Hesitant fuzzy partitioned Maclaurin symmetric mean aggregation operators in multi-criteria decision-making

Abstract

A hesitant fuzzy set, enabling the membership of an element to be a set of various possible values, is highly helpful in describing people’s uncertainty in everyday life. Hesitant fuzzy aggregation operators are the standard mathematical tools for combining many inputs according to predefined criteria into a single result. The classic hesitant fuzzy aggregation operator-based approaches have been criticized because of the ignorance of criteria classification. In this work, we develop the conception of the hesitant fuzzy partitioned Maclaurin symmetric mean and hesitant fuzzy weighted partitioned Maclaurin symmetric mean operators spurred by the partitioned Maclaurin symmetric mean. Afterward, we analyze several features and peculiar instances of the formulated operators.
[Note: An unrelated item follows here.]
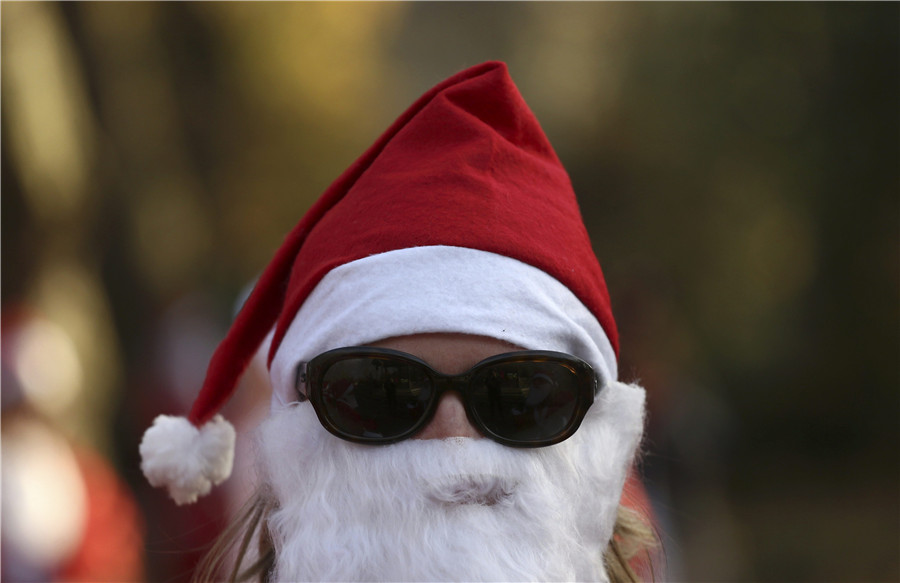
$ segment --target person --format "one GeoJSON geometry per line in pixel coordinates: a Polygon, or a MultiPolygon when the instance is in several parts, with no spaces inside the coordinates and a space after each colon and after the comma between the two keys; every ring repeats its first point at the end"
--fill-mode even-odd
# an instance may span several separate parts
{"type": "Polygon", "coordinates": [[[566,171],[503,63],[419,98],[285,239],[142,469],[229,474],[218,414],[270,346],[259,491],[231,580],[633,580],[620,507],[645,393],[566,171]]]}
A novel multiple criteria decision-making (MCDM) technique is propounded on the documented hesitant fuzzy weighted partitioned Maclaurin symmetric mean operator; the MCDM method chooses the optimal alternative from several alternatives. A case study of the best location selection for hospital construction is addressed to showcase the practicability of the presented technique. Eventually, we illustrate the devised approach is more widespread and efficacious than prevailing approaches via comparative and sensitive analyses.